Macedonia está rechazando la entrada de sirios que proceden de zonas sin combates, como la capital, Damasco
08 mar 2016 . Actualizado a las 05:00 h.Se conocieron hace un mes en Turquía. Mohamed, 22 años, asegura que una mirada bastó para saber que Guina, de 18, iba a ser la mujer de su vida. Empezaron su camino hacia Europa juntos, siempre juntos. El miedo a que los separaran en la frontera que separa Grecia de Macedonia los ha llevado a casarse en las vías del tren de Idomeni. Cogidos de la mano llamaron a sus familias en Damasco, pidieron permiso a sus padres y los hermanos firmaron los papeles. Ahora están casados. No importa que las autoridades de Macedonia consideren que la capital de Siria es un lugar seguro porque a ellos nadie los va a separar.
«La luna de miel será en Turquía o Emiratos Árabes», sonríe Mohamed nervioso. Hace tan solo unos minutos que le ha dado el sí quiero a su mujer. «Lo de los hijos lo dejaremos para dentro de unos años», bromea. No tienen anillos, tampoco celebración con los suyos y la noche la pasarán en una tienda de campaña azul. No les importa porque lo único que quieren es que no los separen antes de llegar a su destino final, en Alemania.
La prueba de que la esperanza no ha desaparecido en medio del caos que se adueñó de la frontera de Grecia. Según los demandantes de asilo, Macedonia está rechazando a todos los que tienen el sello de Turquía en su pasaporte o son de zonas donde ellos consideran que no hay combates como Damasco, Latakia o el Kurdistán iraquí.
En la puerta de hierro rodeada de concertinas que custodian los policías macedonios volvemos a ver las mismas caras. La frontera está cerrada. Durante las últimas horas nadie ha entrado en la vecina Macedonia. Mohamed y Guina han sido rechazados por ser de Damasco pero, aún así, vuelven a la fila. Aseguran que no se moverán de allí y que el día que lo hagan será para cruzar como marido y mujer. «No hay otra opción», sentencia Mohamed. El miedo al cierre total de las fronteras hace que muchos acudan a apuntarse al plan de recolocación del Alto Comisionado de las Naciones Unidas para los Refugiados (ACNUR) .
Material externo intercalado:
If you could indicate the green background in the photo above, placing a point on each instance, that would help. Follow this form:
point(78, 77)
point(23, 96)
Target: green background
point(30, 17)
«He vendido mi casa en Afrin. Ahora me dicen que mi ciudad es segura y no puedo volver. ¿Cómo me voy a quedar en Grecia atrapado? He llamado para apuntarme en las listas pero solo quiero ir a Alemania», relata Horo. Fadh espera en una de las tabernas de Evzoni la entrevista para acceder lo antes posible a la reubicación. No tiene claro si es lo que quiere porque su familia está en el país germano y en la lista tiene que escribir el nombre de ocho países.
Empieza a diluviar en Idomeni. Pegados a los teléfonos móviles las miles de personas que se agolpan en la frontera solo tienen una pregunta; ¿Ha terminado la reunión en Bruselas? ¿Ocurrirá un milagro? «Quizás Angela Merkel haga lo mismo que en Hungría. Ella es la única que nos puede salvar». La joven Guina no renuncia a pensar que en unos días dormirá en territorio teutón.
Grecia ha asumido que ha dejado de ser un país de tránsito para convertirse en base permanente de miles de refugiados. Las autoridades han anunciado la apertura de otros quince campos de acogida en Atenas y el centro del país con capacidad para 17.500 personas. Insuficientes para los 36.000 demandantes de asilo que hay ahora mismo atrapados en el país heleno, y se esperan más. Todos los días llegan barcos desde las islas orientales repletos de personas que huyen de la guerra.